En definitiva cuando me hago todas estas preguntas y otras tantas que podríamos sumar (que podríamos decir del nuevo “chollo” que los banqueros van a encontrar en los créditos universitarios, de próxima implantación si nadie lo remedia) en cierto modo me cuestiono lo mismo que la filósofa Marina Garcés recientemente apuntaba en su texto ¿Están los estudiantes bien preparados?: “Una defensa [de la universidad] no tiene que consistir ni en su preservación ni en rendir cuentas acerca de su competitividad, sino en la apuesta radical por su carácter de institución pública al servicio de la cultura, entendida en un sentido fuerte, y de la igualdad social”.

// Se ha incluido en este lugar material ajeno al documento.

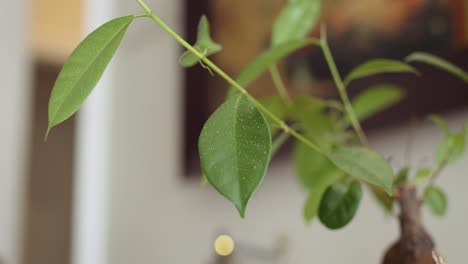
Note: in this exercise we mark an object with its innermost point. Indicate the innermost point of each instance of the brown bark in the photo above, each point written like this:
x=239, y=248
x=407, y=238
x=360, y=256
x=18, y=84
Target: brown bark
x=415, y=245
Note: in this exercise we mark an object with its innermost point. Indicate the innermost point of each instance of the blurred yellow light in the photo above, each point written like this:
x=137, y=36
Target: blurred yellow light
x=224, y=245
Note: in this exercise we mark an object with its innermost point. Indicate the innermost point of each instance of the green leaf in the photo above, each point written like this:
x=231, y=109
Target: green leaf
x=312, y=168
x=402, y=176
x=278, y=142
x=204, y=45
x=364, y=164
x=266, y=60
x=84, y=68
x=376, y=99
x=438, y=62
x=235, y=146
x=383, y=199
x=296, y=20
x=436, y=119
x=339, y=205
x=378, y=66
x=451, y=148
x=304, y=106
x=318, y=126
x=436, y=200
x=276, y=106
x=422, y=174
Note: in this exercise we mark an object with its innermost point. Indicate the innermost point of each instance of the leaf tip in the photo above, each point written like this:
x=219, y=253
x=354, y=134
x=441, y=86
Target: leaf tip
x=47, y=133
x=241, y=210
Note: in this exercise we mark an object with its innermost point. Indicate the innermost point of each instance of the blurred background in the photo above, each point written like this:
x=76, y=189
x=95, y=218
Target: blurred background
x=120, y=182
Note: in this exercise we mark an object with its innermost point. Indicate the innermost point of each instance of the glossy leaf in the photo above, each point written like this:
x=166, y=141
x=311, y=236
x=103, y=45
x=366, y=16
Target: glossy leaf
x=438, y=62
x=402, y=176
x=278, y=142
x=440, y=123
x=422, y=175
x=436, y=200
x=266, y=60
x=204, y=44
x=296, y=20
x=384, y=200
x=83, y=69
x=451, y=148
x=235, y=146
x=364, y=164
x=376, y=99
x=378, y=66
x=339, y=205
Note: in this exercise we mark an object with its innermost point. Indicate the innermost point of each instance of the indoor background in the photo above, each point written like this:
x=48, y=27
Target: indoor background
x=120, y=184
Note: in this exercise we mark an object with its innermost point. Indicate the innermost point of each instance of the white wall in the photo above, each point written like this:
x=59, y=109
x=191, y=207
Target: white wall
x=152, y=215
x=14, y=120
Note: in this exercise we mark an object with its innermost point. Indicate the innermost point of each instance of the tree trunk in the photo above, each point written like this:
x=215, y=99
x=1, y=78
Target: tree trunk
x=415, y=245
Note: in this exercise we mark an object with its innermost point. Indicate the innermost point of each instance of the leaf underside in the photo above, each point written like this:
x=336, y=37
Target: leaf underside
x=339, y=204
x=364, y=164
x=235, y=146
x=83, y=69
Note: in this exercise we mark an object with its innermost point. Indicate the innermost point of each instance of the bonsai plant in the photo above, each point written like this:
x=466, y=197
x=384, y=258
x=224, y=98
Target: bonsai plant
x=331, y=155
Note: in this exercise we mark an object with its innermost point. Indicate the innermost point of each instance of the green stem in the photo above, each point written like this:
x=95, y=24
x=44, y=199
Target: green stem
x=279, y=84
x=342, y=89
x=228, y=79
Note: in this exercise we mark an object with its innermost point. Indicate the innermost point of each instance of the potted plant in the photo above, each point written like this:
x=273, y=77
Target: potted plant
x=331, y=155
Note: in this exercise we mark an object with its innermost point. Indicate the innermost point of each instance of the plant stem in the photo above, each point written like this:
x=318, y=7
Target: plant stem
x=279, y=84
x=228, y=79
x=342, y=89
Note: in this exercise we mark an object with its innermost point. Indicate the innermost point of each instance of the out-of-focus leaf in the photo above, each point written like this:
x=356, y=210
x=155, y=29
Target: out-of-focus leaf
x=312, y=168
x=296, y=20
x=376, y=99
x=204, y=44
x=378, y=66
x=304, y=106
x=268, y=59
x=339, y=204
x=436, y=119
x=364, y=164
x=84, y=68
x=438, y=62
x=436, y=200
x=276, y=106
x=318, y=126
x=422, y=175
x=235, y=146
x=451, y=148
x=402, y=176
x=384, y=200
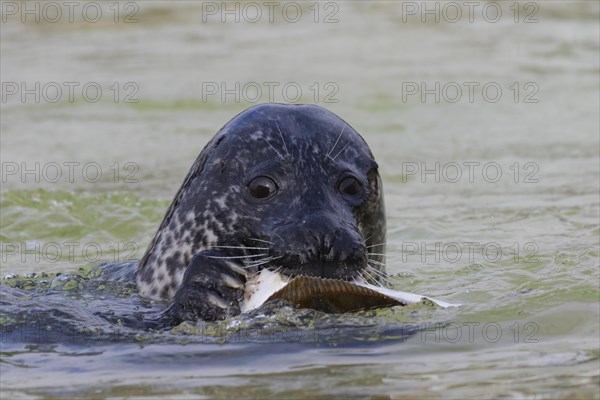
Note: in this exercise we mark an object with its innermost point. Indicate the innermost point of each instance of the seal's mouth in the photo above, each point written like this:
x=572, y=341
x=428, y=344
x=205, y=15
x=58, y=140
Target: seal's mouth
x=321, y=269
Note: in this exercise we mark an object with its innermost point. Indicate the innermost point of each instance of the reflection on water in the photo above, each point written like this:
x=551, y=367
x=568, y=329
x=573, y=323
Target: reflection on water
x=486, y=132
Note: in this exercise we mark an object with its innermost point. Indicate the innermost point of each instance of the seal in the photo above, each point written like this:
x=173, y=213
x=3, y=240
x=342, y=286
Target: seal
x=289, y=188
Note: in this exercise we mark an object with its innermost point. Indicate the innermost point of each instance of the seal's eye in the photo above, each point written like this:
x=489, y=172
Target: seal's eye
x=262, y=187
x=350, y=186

Seguramente, tras esta lista de dudas alguien me podría contestar que las cosas no son blancas o negras y que el reto está en definir los  innumerables gris. Sin embargo, a pesar de ello y por encima de las contradicciones, vuelvo a preguntarme: ¿de qué hablamos cuando hablamos de cultura? ¿a qué nos referimos cuando exigimos recursos públicos para financiarla, argumentando que es un bien social? Porque si la cultura es tan solo una industria, lo lógico sería que las ayudas que recibiese se canalizaran a través de los procedimientos que se aplican a las demás industrias y, por tanto, los recursos destinados a esos productos se encauzaran a través de los departamentos de industria, comercio o turismo de las administraciones correspondientes.
De este modo, el resto del ecosistema, que no está necesariamente obligado a generar mercancías, tendría más recursos públicos y, desde luego, podría estar exento de cualquier tipo de IVA o tendría uno mucho más bajo que el actual (la aplicación de un IVA muy alto supone una discriminación en beneficio del que más tiene -cultura para élites que no les cuesta tanto pagar algo más- y en perjuicio de las rentas más precarias que dejan de acceder a los bienes culturales). Y así saldríamos de esa trampa semántica -industria cultural-, incluso oxímoron (usar dos conceptos de significado opuesto en una sola expresión), que nos quieren imponer como gran y única realidad sobre la que actuar.
No cabe duda de que alrededor de la cultura existe una industria, igual que en torno a la educación (libros de textos, materiales y mobiliario escolar, etc.) o la sanidad (en este sector no solo existe una industria, sino una gran maquinaria económica que, lamentablemente, obedece mucho más a los intereses privados de las empresas farmacéuticas que a los derechos sanitarios de las personas); bienvenida sea, pero no como monopolio, no como excusa para capitalizar y privatizar los escasos recursos públicos dedicados al arte y la cultura. A nadie que defienda el derecho a la sanidad, educación o cultura se le ocurriría pensar el sistema de salud o el de la educación o la cultura como si fueran tan solo “la industria” de la salud, de la educación o la cultura porque el ecosistema cultural, afortunadamente, es mucho más que su industria.